Champagne is Wine: Vincent Couche



"Vincent Couche is part of the upwelling of talent (and awakening to terroir) taking place in the extreme South of Champagne, and like a number of those growers most responsible, he farms biodynamically.... Primary vinification is in a combination of tank and barrel, and Couche is one of increasingly many Champenois (especially among the young) to believe that one should render a complete as well as complex still wine before bothering to champagnize it."

-David Schildknecht


The quote above says so much, not only about the talented and dedicated team at Champagne Vincent Couche, but also about Champagne in general. I have never tasted a vin clair, that is a still wine destined to become Champagne, but the word on the street is that they are mostly unpleasant, and certainly not "complete" wines like the luxurious beverages they will take part in creating. That a wine critic felt the need to mention that an up and coming producer took the time to make a "complete as well as complex still wine" is quite remarkable, but what about the phrase that follows, "bothering to champagnize it".... bother? Should we imagine that Champagne can be a great wine without bubbles? YES. Should we expect our bubbly Champagne to be made from great still wine? ALSO YES


Champagne is always going to be expensive. Take the time to find the good stuff.

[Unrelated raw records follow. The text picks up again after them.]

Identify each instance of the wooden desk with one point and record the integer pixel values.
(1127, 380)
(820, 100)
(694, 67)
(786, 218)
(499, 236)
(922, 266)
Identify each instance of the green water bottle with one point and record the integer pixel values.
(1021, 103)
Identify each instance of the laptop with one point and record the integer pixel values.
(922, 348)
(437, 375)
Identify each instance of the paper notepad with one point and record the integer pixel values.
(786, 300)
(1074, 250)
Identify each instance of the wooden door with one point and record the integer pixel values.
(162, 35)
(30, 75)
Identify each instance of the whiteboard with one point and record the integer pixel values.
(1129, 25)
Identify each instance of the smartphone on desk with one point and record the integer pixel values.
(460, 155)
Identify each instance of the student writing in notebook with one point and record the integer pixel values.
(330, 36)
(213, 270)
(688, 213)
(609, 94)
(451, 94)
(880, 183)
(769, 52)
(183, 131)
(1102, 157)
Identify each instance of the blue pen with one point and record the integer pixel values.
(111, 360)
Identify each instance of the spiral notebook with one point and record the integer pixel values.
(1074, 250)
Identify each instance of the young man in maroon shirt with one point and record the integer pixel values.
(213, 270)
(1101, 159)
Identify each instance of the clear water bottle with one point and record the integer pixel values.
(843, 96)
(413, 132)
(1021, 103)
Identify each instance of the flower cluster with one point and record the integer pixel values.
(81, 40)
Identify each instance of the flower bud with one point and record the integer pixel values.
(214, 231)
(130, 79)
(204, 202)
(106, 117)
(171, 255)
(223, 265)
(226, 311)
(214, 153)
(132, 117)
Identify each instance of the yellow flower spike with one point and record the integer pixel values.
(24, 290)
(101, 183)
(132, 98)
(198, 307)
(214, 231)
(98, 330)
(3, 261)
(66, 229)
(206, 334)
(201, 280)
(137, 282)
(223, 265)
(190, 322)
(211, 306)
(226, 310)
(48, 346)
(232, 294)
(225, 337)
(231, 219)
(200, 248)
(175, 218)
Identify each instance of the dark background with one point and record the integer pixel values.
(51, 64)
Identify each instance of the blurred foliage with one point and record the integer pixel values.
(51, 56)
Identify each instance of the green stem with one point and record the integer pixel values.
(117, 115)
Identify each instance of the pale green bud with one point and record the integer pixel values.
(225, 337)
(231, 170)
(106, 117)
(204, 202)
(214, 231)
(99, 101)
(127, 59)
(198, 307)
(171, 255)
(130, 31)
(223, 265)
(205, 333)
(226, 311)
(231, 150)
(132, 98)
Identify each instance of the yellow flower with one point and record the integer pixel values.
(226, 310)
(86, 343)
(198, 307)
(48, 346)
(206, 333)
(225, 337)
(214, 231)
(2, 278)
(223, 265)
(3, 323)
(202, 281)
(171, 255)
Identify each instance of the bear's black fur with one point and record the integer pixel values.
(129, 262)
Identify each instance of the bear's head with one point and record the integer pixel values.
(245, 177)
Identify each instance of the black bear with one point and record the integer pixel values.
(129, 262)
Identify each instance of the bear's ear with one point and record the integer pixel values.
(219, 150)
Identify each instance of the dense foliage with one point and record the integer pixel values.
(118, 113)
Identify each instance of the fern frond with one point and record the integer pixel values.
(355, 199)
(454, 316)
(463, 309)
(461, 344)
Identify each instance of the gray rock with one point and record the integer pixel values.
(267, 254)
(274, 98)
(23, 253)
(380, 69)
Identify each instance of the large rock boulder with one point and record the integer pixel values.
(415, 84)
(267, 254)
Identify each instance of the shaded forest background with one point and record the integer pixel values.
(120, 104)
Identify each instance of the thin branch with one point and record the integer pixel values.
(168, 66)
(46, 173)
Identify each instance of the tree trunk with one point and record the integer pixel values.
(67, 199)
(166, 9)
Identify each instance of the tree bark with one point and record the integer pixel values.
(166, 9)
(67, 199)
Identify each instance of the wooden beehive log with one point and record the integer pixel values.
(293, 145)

Finding worthwhile Champagne is not an altogether straightforward endeavor, as good and great Champagne is made by multinational luxury mega corporations and small growers alike. We say focus on the little guys. We have no doubt that their wines are more interesting and, believe it or not, better values. When you buy Champagne from a grower, you're paying for the work in the vineyard and the cellar. What do you think you're paying for when you buy wine from a company that has a massive marketing budget?


To our point today (finally): consider buying some Vincent Couche. We just tasted two of their wines and they are fabulous, as well as superb values.

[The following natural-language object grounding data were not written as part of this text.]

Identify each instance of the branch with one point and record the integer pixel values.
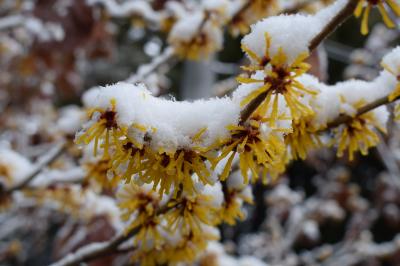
(44, 161)
(342, 119)
(99, 249)
(335, 22)
(144, 71)
(340, 17)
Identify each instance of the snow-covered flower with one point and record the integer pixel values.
(360, 133)
(364, 8)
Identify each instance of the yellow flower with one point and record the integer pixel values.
(364, 8)
(303, 138)
(100, 171)
(278, 79)
(105, 128)
(190, 213)
(186, 249)
(231, 210)
(358, 135)
(257, 150)
(139, 206)
(397, 112)
(175, 170)
(396, 92)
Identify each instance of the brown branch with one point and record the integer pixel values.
(100, 249)
(342, 119)
(340, 17)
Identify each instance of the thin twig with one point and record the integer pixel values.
(335, 22)
(342, 119)
(47, 159)
(340, 17)
(144, 71)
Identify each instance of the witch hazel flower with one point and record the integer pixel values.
(364, 7)
(277, 47)
(391, 63)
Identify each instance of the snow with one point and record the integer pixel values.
(127, 8)
(291, 33)
(392, 61)
(70, 119)
(16, 166)
(171, 124)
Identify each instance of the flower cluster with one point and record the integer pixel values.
(364, 8)
(171, 161)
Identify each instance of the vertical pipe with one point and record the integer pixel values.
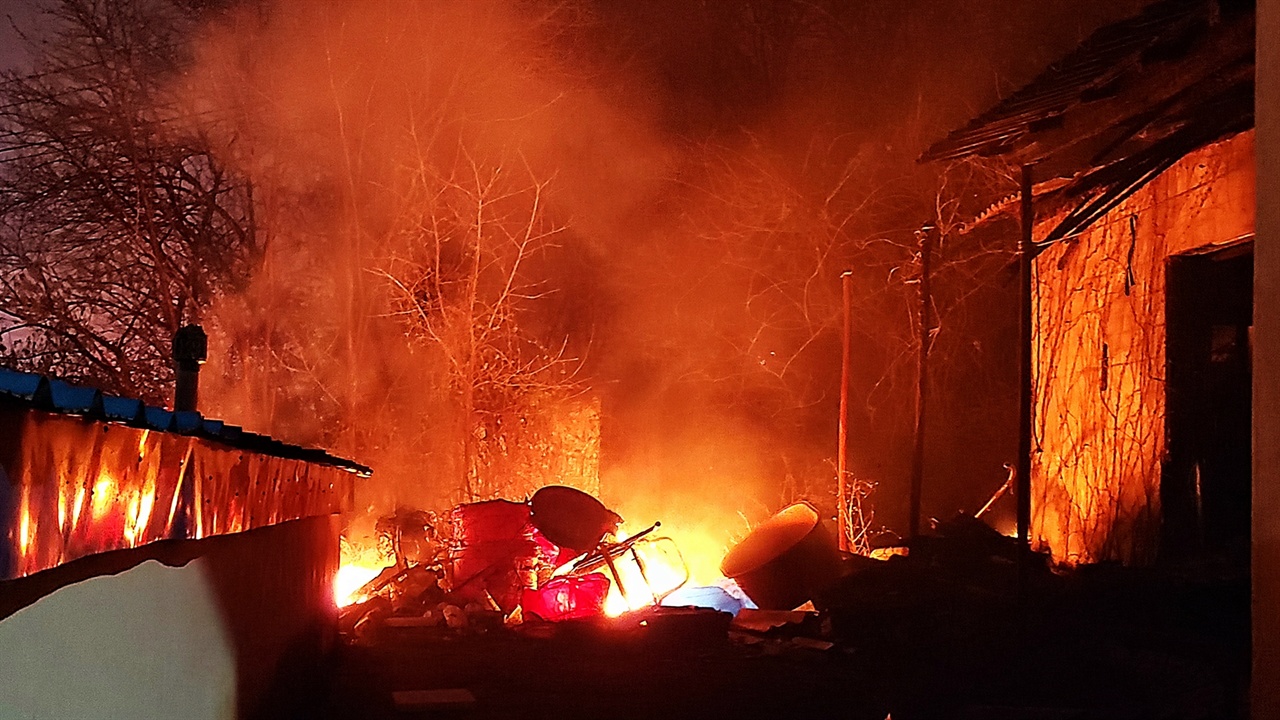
(1025, 251)
(846, 282)
(922, 374)
(190, 350)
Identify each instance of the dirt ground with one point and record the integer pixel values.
(912, 642)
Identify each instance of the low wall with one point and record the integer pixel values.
(270, 589)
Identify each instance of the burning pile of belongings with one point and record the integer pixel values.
(502, 563)
(561, 556)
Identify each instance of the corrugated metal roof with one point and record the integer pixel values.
(1084, 73)
(51, 395)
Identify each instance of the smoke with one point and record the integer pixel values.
(696, 176)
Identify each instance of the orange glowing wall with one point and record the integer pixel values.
(1100, 354)
(77, 487)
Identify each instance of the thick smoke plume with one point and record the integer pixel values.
(497, 228)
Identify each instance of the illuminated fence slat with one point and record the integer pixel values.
(78, 486)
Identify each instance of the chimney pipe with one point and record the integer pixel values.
(190, 350)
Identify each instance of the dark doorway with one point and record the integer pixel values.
(1207, 477)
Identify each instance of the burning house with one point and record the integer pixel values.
(1138, 212)
(138, 542)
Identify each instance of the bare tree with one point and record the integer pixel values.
(466, 285)
(117, 224)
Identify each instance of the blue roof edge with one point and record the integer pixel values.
(41, 392)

Couche's 'Eclipsia' is made of certified organic fruit from vineyards outside the family holdings. It is mostly Pinot Noir and it shows in its gracious and flowing ripe fruit. Their 'Chardonnay de Montgueux' comes from certified biodynamic estate vines, and it is a classic example of blanc de blancs: cutting, grippy, chalky, very dry. A side by side comparison of these two wines is an education as well as a pleasure.


Vincent Couche Champagne 'Eclipsia' NV - $50

Fresh apple, pear, citrus, a little white smoke, brioche and honeysuckle. Fresh and juicy on the palate, dense layers of fruit here, this does not rely on its time sur lattes to have complexity, it is obvious that this was a serious wine on the vine. Long and vivacious, with fresh ripe fruit lingering alongside floral and subtle toasty nuances.


Vincent Couche Champagne 'Chardonnay de Montgueux' NV - $75

Toast, beeswax, fresh cream, citrus candy, a little vanilla, mint and tarragon. Zippy and cutting on the palate, classic Blanc de Blancs. Long and very dry, with chalky mineral notes lingering with tart citrus, herb and toasty nuances. Lovely!